Un gros canon s'installe...

Nous voici arrivés à la sixième semaine de la grande guerre à la mi-septembre 1914. La Marne est gagnée. Le 5 septembre au soir le poète et lieutenant Charles Péguy, le fin polémiste des " Cahiers de la quinzaine " est tombé pour la France. Mais l'assaut des troupes françaises est prêt pour le lendemain matin... Le 6 au matin, le général Maunoury a porté la 6e armée en avant. C'est le début de l'offensive française qui surprend les Allemands. Ils croyaient l'armée française à genoux et le réveil est brutal. Pendant une semaine de durs combats se déroulent mais la bataille est gagnée et l'Allemand fait retraite. Le 13 septembre le front passe au nord de Reims, Berry-au-Bac, Soissons, Blérancourt... Encore une fois, deux civilisations se sont heurtées dans les vieux champs Catalauniques et la civilisation latine est restée victorieuse.

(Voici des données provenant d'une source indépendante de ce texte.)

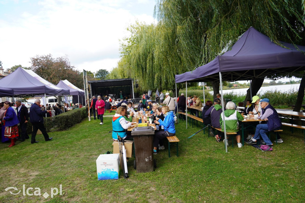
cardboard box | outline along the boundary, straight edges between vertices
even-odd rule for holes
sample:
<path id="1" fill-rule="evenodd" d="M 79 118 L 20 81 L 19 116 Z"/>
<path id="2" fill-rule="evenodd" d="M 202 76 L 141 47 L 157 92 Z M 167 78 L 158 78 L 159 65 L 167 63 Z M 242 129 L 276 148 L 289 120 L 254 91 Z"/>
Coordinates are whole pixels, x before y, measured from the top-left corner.
<path id="1" fill-rule="evenodd" d="M 120 176 L 120 155 L 101 154 L 96 159 L 98 180 L 119 179 Z"/>
<path id="2" fill-rule="evenodd" d="M 124 141 L 124 145 L 126 150 L 126 157 L 131 157 L 132 155 L 132 145 L 133 141 L 126 140 Z M 113 145 L 113 154 L 119 154 L 120 148 L 119 147 L 119 142 L 114 141 L 112 143 Z"/>

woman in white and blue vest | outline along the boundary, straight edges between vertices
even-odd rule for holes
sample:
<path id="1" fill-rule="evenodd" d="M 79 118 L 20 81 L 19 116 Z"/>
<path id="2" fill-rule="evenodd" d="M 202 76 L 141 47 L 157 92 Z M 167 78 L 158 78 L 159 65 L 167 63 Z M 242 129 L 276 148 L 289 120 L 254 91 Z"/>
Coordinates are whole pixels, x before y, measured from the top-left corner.
<path id="1" fill-rule="evenodd" d="M 117 140 L 118 134 L 124 139 L 131 137 L 131 135 L 127 134 L 125 130 L 133 125 L 133 123 L 127 121 L 124 117 L 126 111 L 124 107 L 120 107 L 112 118 L 112 138 L 114 140 Z"/>

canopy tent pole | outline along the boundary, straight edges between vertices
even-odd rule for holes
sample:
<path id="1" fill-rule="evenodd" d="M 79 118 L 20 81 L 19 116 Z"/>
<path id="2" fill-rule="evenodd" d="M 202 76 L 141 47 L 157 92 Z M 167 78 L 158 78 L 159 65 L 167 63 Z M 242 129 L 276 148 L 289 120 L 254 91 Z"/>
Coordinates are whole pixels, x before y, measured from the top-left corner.
<path id="1" fill-rule="evenodd" d="M 185 117 L 185 121 L 186 122 L 186 129 L 188 129 L 188 81 L 185 82 L 185 94 L 186 95 L 186 100 L 185 101 L 185 104 L 186 104 L 186 111 L 185 111 L 186 117 Z"/>
<path id="2" fill-rule="evenodd" d="M 177 100 L 178 100 L 178 95 L 177 94 L 177 84 L 175 83 L 175 85 L 176 86 L 176 96 L 177 98 Z M 177 102 L 177 120 L 179 122 L 179 113 L 178 113 L 178 102 Z"/>
<path id="3" fill-rule="evenodd" d="M 250 95 L 252 99 L 252 88 L 251 88 L 251 80 L 250 80 Z M 246 102 L 246 103 L 247 102 Z"/>
<path id="4" fill-rule="evenodd" d="M 34 98 L 34 99 L 35 98 Z M 45 109 L 46 110 L 47 109 L 47 99 L 45 98 Z M 46 113 L 46 114 L 45 114 L 45 117 L 46 118 L 47 117 L 47 114 Z"/>
<path id="5" fill-rule="evenodd" d="M 204 103 L 203 104 L 203 106 L 206 105 L 206 96 L 204 95 L 204 82 L 203 83 L 203 102 Z"/>
<path id="6" fill-rule="evenodd" d="M 221 113 L 222 114 L 222 118 L 223 118 L 223 119 L 222 119 L 222 122 L 224 123 L 224 146 L 226 148 L 226 152 L 228 152 L 228 149 L 227 147 L 227 144 L 228 144 L 228 142 L 227 141 L 226 119 L 225 117 L 224 117 L 224 107 L 223 105 L 222 105 L 222 104 L 224 103 L 224 95 L 222 94 L 222 81 L 221 80 L 221 73 L 220 72 L 219 72 L 219 80 L 220 81 L 220 91 L 221 92 L 221 101 L 222 104 L 221 109 L 222 109 L 222 112 Z"/>

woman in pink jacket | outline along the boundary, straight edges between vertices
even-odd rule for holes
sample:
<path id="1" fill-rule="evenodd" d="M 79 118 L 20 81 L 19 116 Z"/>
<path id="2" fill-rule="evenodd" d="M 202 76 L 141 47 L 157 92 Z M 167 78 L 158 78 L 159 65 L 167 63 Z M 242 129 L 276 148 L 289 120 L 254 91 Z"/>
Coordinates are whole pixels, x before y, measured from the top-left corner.
<path id="1" fill-rule="evenodd" d="M 97 96 L 97 101 L 95 103 L 95 109 L 97 111 L 97 114 L 98 116 L 99 116 L 99 118 L 101 119 L 101 123 L 100 125 L 103 125 L 104 123 L 103 123 L 103 115 L 105 112 L 105 102 L 104 102 L 104 100 L 102 99 L 102 97 L 100 95 L 99 95 Z"/>

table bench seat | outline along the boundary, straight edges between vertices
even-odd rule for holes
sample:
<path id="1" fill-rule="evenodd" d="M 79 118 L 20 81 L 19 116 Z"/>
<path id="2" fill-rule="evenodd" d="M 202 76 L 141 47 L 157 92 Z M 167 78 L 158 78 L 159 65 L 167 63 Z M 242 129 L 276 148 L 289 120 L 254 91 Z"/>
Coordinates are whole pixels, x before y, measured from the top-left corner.
<path id="1" fill-rule="evenodd" d="M 305 126 L 300 126 L 298 125 L 295 125 L 295 124 L 291 124 L 291 123 L 282 123 L 282 125 L 286 126 L 289 126 L 291 127 L 296 128 L 300 128 L 303 130 L 305 130 Z M 305 130 L 303 130 L 304 132 L 304 144 L 305 144 Z"/>
<path id="2" fill-rule="evenodd" d="M 175 135 L 167 137 L 166 138 L 167 139 L 167 141 L 168 141 L 168 157 L 170 157 L 170 144 L 171 143 L 173 143 L 176 145 L 177 147 L 177 156 L 178 156 L 179 155 L 178 151 L 178 143 L 180 141 L 179 139 L 178 139 L 178 138 Z"/>

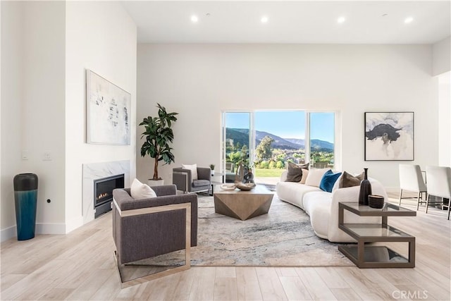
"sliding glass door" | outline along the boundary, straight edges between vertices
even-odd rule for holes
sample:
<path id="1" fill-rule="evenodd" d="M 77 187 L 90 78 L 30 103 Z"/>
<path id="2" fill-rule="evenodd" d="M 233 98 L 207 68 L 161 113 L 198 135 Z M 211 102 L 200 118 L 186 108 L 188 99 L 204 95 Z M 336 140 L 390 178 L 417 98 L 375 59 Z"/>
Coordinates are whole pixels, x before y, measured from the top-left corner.
<path id="1" fill-rule="evenodd" d="M 226 112 L 223 115 L 223 161 L 226 181 L 233 182 L 239 164 L 249 166 L 251 162 L 252 113 Z"/>
<path id="2" fill-rule="evenodd" d="M 305 115 L 302 111 L 254 112 L 257 178 L 277 181 L 288 162 L 305 162 Z"/>
<path id="3" fill-rule="evenodd" d="M 335 162 L 335 113 L 314 112 L 310 120 L 310 164 L 313 167 L 333 168 Z"/>
<path id="4" fill-rule="evenodd" d="M 223 114 L 223 163 L 227 182 L 239 164 L 252 169 L 256 182 L 276 184 L 288 162 L 333 168 L 335 113 L 255 111 Z"/>

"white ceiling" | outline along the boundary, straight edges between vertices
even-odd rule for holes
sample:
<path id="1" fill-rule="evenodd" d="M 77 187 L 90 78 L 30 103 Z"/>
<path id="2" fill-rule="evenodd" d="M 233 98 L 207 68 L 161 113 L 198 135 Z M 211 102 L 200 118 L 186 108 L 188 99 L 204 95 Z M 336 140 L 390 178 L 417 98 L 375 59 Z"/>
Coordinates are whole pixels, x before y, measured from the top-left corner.
<path id="1" fill-rule="evenodd" d="M 451 27 L 450 0 L 121 2 L 140 43 L 433 44 Z"/>

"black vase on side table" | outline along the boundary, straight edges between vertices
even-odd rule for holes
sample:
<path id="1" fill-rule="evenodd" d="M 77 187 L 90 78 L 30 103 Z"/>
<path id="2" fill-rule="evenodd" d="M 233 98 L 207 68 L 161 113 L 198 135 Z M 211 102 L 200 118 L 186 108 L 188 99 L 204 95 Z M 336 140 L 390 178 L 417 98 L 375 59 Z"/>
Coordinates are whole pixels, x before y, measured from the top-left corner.
<path id="1" fill-rule="evenodd" d="M 368 168 L 364 168 L 365 176 L 360 183 L 360 192 L 359 193 L 359 204 L 368 206 L 368 196 L 371 195 L 371 183 L 368 180 Z"/>

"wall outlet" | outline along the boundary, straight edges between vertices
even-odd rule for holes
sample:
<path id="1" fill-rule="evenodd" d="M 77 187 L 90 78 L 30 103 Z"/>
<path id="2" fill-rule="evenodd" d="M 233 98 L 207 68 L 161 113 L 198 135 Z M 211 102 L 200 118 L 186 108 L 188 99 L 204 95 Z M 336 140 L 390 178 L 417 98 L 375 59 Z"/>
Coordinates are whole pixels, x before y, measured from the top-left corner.
<path id="1" fill-rule="evenodd" d="M 44 156 L 42 156 L 43 161 L 51 161 L 51 152 L 44 152 Z"/>
<path id="2" fill-rule="evenodd" d="M 22 160 L 27 161 L 28 158 L 28 151 L 22 151 Z"/>

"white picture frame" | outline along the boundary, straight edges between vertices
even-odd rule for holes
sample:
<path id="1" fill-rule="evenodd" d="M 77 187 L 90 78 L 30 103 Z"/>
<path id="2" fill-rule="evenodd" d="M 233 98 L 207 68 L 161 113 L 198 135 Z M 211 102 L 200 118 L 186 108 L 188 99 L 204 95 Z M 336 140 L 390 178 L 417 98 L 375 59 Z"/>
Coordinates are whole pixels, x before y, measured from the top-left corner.
<path id="1" fill-rule="evenodd" d="M 131 94 L 86 70 L 86 142 L 130 145 Z"/>
<path id="2" fill-rule="evenodd" d="M 414 112 L 365 112 L 365 161 L 413 161 L 414 145 Z"/>

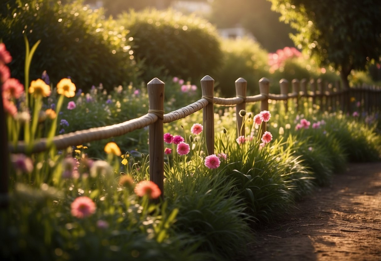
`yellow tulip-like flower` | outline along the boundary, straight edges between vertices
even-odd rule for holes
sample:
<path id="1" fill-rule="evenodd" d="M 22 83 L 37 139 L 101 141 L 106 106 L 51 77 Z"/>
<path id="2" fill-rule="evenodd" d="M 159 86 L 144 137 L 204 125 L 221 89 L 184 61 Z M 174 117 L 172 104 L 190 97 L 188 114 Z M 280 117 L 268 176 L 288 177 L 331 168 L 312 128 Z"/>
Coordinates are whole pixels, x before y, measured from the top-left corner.
<path id="1" fill-rule="evenodd" d="M 117 156 L 122 155 L 120 149 L 115 142 L 109 142 L 104 146 L 104 151 L 107 154 L 112 153 Z"/>
<path id="2" fill-rule="evenodd" d="M 57 92 L 59 94 L 63 94 L 68 98 L 75 95 L 75 84 L 68 78 L 64 78 L 57 84 Z"/>
<path id="3" fill-rule="evenodd" d="M 29 91 L 34 97 L 47 97 L 50 95 L 50 86 L 41 79 L 37 79 L 30 83 Z"/>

Mais le 13 septembre, sous la pluie qui ne cesse de tomber changeant les routes en fondrières, la marche de notre artillerie, de nos convois se ralentit et nos armées se heurtent à une solide résistance... et nous manquons de munitions d'artillerie. Les fronts se figent. De la mer du Nord à la frontière suisse, on creuse les deux fossés parallèles, par où va s'écouler le sang des deux armées adverses, désormais immobiles. Tant et tant que les millions d'êtres humains, engagés de près ou de loin dans l'immense lutte, fixent anxieusement les yeux sur les tranchées, tendent l'oreille au fabuleux tumulte des batailles... Mais personne, ou presque, ne songe à regarder les arrières et c'est pourtant de là que viendra la victoire ou la défaite. Les combattants ont besoin d'être sans cesse ravitaillés en vivres, en munitions, en matériel et en troupes de réserves, sinon c'est le désastre inévitable. Alors si l'on peut tenir sous le feu, loin derrière les lignes, avec des pièces à longue portée les carrefours importants, gares régulatrices, points de passage stratégiques, quel incontestable avantage ! C'est ainsi qu'a dû naître la pièce de Coucy. Cette charmante bourgade restée dans les lignes allemandes, après leur défaite de la Marne, va servir de plate-forme à une pièce de gros calibre.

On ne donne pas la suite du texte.